The title of today's post is a word for word record of what went through my mind on Saturday morning, when I opened and read a letter I'd received from a charity I support. They were acknowledging a change of bank details for my regular gift and they did it in a remarkable way.
The letter said...
Thank you very much for allowing us to set up your direct debit via the electronic system we operate with all banks – it not only allows us to deal with your claim more promptly but also reduces paperwork.
My what? My claim? It took me
a few moments to realise that they were referring to the money I donate to them
each month. My 'gift', 'donation' or 'direct debit payment'. Not my
Many charities have a suite of ‘admin letters’ set up to deal with common requests or financial house-keeping.

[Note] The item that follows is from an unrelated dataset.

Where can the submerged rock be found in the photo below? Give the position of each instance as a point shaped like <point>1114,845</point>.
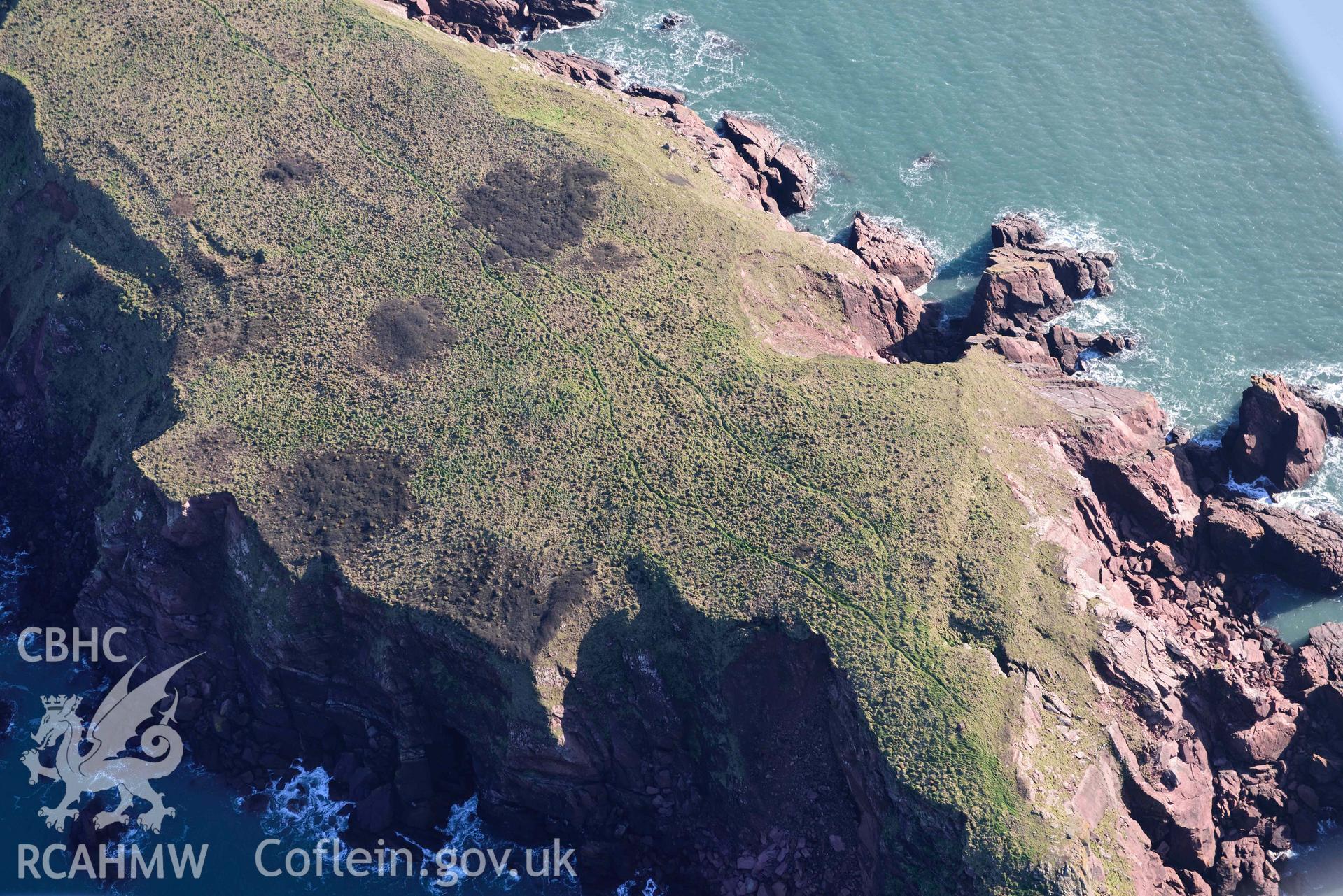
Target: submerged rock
<point>888,250</point>
<point>1277,436</point>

These are usually dispatched by a supporter services or care team, but if you're a fundraiser, you should take a look at them. Because, at best, an 'admin letter' is a missed opportunity and, at worst, it can damage the relationship you've worked so hard to form with your supporter. In the case above, it could even lead to someone being so thoroughly confused that they call you – meaning you spend twice as long dealing with a simple transaction.Once you’ve got your hands on them, here are a few simple, low-cost things you could do to improve those letters.
· Make sure each one includes a proper thank you.
· Write it so it sounds like it comes from a person - a nice one - not a machine. If you’re short of inspiration, turn to p267 of Mal Warwick’s book ‘How to Write Successful Fundraising Letters’. You’ll find 54 ways to start a letter in a way that makes someone want to read it and I’m sure you’ll be able to add many more.
· Have the letter signed in blue (or by a real live person in blue ink if numbers allow).
· Make sure the signatory has a relevant job title and a phone number and email for contact in the future.
· There's no reason to send out something boring. Refresh the letters regularly so they include a current piece of news. How about sharing a recent achievement?
· Avoid a blank piece of paper. Preprint the back of the letter with a news update, copies of relevant press cuttings or some key facts about the organization which show the supporter evidence of success. If you click here, you’ll see a lovely example of how SPANA prove that they’ll go to the moon and back for working animals and the families which own them.
· Take the opportunity to ask the supporter to take another action for you (one which won’t cost them anything). Signing up to your latest campaign, wearing a badge or putting up a window sticker will increase their engagement with your cause.
· Include a reply form and a BRE. Find out more about the supporter and offer them choice as to how they want you to communicate with them in the future.